Алтынсес присела на корточки, нащупала фуражку, надела на него, потянула за рукав: «Вставай, Сынтимер-агай, вставай, пойдем домой». Он поднял голову, сел: «А? Это ты, Малика?» Наверное, во всем ауле только он и Фариза называли ее прежним именем. «Ты это?» — повторил он. Потом вдруг уткнулся лбом в плечо Алтынсес и всхлипнул, но тут же тряхнул головой, встал тяжело и, пошатываясь, пошел по улице. Уже порядком отойдя, громко, срывающимся голосом запел:
Чем сжигать в тоске-печали, Лучше брось меня в огонь...
Алтынсес бегом догнала его, взяла под руку и довела до самых ворот.
После этого Сынтимер долго никому не показывался на глаза. И только через неделю, потемневший, исхудавший лицом, стал появляться на людях. И без того-то скупой на слова, он совсем замкнулся, нелюдимым стал. Женщины пошушукались было: «Сынтимер Алтынсес сватает, и, кажись, дело слажено»,— но вскоре и этот досужий слух затих. Сплетня, что огонь, все новых происшествий требует, иначе затухнет. Но Сынтимер больше оказий не подбрасывал. Бледный, ХУДОЙ ПО земле, ходил своей дорогой. Алтынсес — своей. Самый вид его на какое-то время был подсыпкой пересудам, но тоже набил оскомину, замолчали совсем.
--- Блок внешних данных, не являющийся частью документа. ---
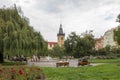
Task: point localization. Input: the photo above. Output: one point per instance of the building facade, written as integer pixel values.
(60, 37)
(99, 43)
(109, 38)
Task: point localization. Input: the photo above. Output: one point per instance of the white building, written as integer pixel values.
(109, 38)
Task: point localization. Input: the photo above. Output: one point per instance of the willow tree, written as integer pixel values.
(17, 35)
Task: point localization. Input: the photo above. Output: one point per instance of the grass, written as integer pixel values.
(107, 71)
(20, 73)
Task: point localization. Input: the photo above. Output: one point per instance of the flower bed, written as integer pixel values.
(21, 73)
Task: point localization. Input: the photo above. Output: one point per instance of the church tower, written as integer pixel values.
(61, 37)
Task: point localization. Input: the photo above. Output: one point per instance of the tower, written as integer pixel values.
(60, 36)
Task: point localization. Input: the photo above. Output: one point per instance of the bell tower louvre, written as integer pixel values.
(60, 37)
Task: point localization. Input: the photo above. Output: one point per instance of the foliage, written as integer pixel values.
(117, 35)
(17, 35)
(21, 73)
(77, 45)
(101, 72)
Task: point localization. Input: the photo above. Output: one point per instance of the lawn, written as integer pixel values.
(107, 71)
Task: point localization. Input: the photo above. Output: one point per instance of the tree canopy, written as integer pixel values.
(77, 45)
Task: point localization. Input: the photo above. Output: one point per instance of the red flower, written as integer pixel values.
(20, 71)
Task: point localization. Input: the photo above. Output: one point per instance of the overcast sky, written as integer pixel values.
(75, 15)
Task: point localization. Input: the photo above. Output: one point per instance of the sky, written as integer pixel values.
(75, 15)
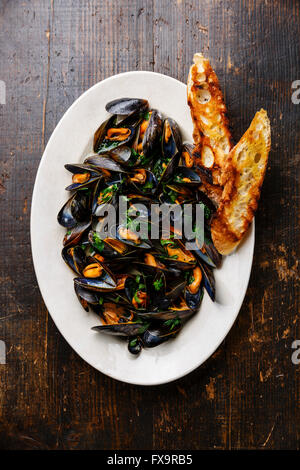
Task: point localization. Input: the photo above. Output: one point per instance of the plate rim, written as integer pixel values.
(251, 232)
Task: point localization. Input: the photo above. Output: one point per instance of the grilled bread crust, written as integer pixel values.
(242, 177)
(211, 132)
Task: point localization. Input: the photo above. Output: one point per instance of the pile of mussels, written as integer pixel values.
(142, 289)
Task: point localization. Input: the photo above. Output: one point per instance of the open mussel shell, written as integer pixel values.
(163, 170)
(105, 282)
(171, 139)
(122, 329)
(193, 292)
(121, 155)
(143, 181)
(135, 345)
(137, 292)
(110, 248)
(176, 194)
(112, 135)
(129, 237)
(186, 176)
(103, 162)
(83, 176)
(125, 106)
(150, 264)
(152, 134)
(101, 132)
(104, 194)
(208, 280)
(193, 300)
(209, 254)
(75, 210)
(86, 297)
(157, 291)
(75, 258)
(156, 335)
(74, 235)
(176, 255)
(187, 158)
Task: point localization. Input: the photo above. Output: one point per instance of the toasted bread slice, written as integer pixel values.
(211, 133)
(244, 174)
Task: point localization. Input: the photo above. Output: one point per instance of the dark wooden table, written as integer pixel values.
(246, 396)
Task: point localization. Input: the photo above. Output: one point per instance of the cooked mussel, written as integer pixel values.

Пришлось досужим куштиряковским языкам что-нибудь другое для обмолота искать.
Кадрия попробовала выведать у подружки, что к чему, но поняв, что ничего-то и не было, усмехнулась: «Значит-таки, на мою долю он выпал». Год после Углича на лице у нее даже тусклая улыбка не шевельнулась, только сейчас начала отходить.
...Проплыла эта усмешка подруги в ее утомленном тяжелым разговором со свекровью сознании, и Алтынсес уснула.
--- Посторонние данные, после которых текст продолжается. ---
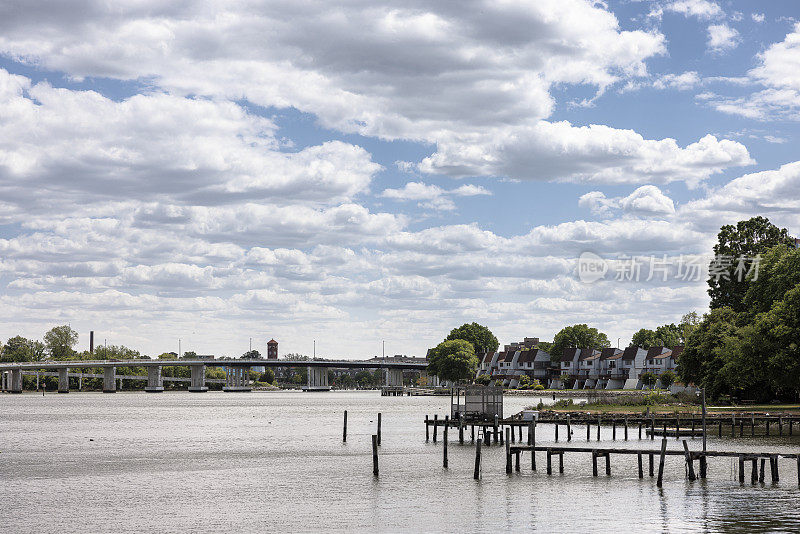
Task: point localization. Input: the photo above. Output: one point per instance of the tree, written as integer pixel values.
(644, 338)
(483, 380)
(579, 335)
(667, 379)
(687, 325)
(704, 355)
(649, 379)
(668, 335)
(453, 360)
(59, 342)
(734, 256)
(480, 336)
(267, 376)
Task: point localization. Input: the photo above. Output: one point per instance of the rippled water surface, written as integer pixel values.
(256, 462)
А Мастура при каждом удобном случае твердила свое. Видать, все уже у ней обдумано, взвешено. И в той жизни, которую ей осталось прожить, на Хайбуллу и Алтынсес расчета не держит. Потому решение твердо, суждения безоговорочны.
Алтынсес же затаила в душе обиду: «Эх, свекровь, свекровь, думаешь, для добра стараешься, а сама последней опоры лишаешь!»
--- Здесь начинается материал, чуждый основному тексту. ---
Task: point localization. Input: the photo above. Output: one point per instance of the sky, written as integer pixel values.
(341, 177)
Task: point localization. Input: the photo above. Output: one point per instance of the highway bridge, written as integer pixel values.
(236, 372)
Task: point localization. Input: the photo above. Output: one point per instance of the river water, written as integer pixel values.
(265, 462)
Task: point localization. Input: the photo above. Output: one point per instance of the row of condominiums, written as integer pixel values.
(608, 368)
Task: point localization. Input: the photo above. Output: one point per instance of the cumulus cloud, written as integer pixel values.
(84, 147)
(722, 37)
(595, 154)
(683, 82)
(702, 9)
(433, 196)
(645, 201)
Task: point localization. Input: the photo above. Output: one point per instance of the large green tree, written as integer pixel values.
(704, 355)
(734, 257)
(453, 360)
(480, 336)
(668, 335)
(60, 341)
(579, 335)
Фариза тоже в последнее время в дом к сватье зачастила. Она, как Мастура, обиняком не ведет, говорит прямо: «Если тебе Сынтимер не подходит, выбирай другого. А по мне, так лучше и не надо, хоть и однорукий, а за четыре руки работящий, добрый, нравом спокойный, за тебя душу отдать готов. Только вот табак курит...» И тоже дочкиной души не понимает, все к повседневным заботам сводит. Ее винить трудно, тоже настрадалась. Сын, первенец, самый любимый, за два месяца до конца войны погиб на Карпатах, муж вернулся наполовину калека, никакая работа не по силам, даже почту разносить не смог, оставил, целыми днями, кашляя надсадно, возится во дворе. Ладно, хоть есть Нафиса. Она, как и Алтынсес, и зимой, и летом в работе, любое дело с руки — и сена накосить, и дров заготовить. Одна отрада, на нее только и смотрят отец с матерью. Младшему сыну еще двенадцать и ростом мал, на послевоенных хлебах не шибко растет.
Как и говорила когда-то Мастура, Гайнислам сильно изменился: утихомирился, покладистым стал. И не только потому, что легкими маялся — весь нрав другой, ничего от ревнивого Гайнислама не осталось. Раньше говорили: «Это какой Гайнислам? Их в Куштиряке трое».— «А тот, ревнивый». Теперь же со всеми мягок, с женой на каждом шагу советуется: «А что, мать, если вот это так
сделаем, а вот это — так?», а заспорит жена, он уже согласен: «Ладно, Фариза, я и сам так думал».
Оттого ли, что и сам страдал, оттого ли, что в войну всякого пережил, под старость Гайнислам к людям, к чужой беде понятлив стал. И дочку лучше, чем жена и сватья, понимал. По-своему заботился, входил в ее печали. «Хайбулла смалу смышленый был. На отца похож, смелый, решительный. Этот все одолеет и домой вернется. Такие люди не пропадают»,— ободрял он дочь.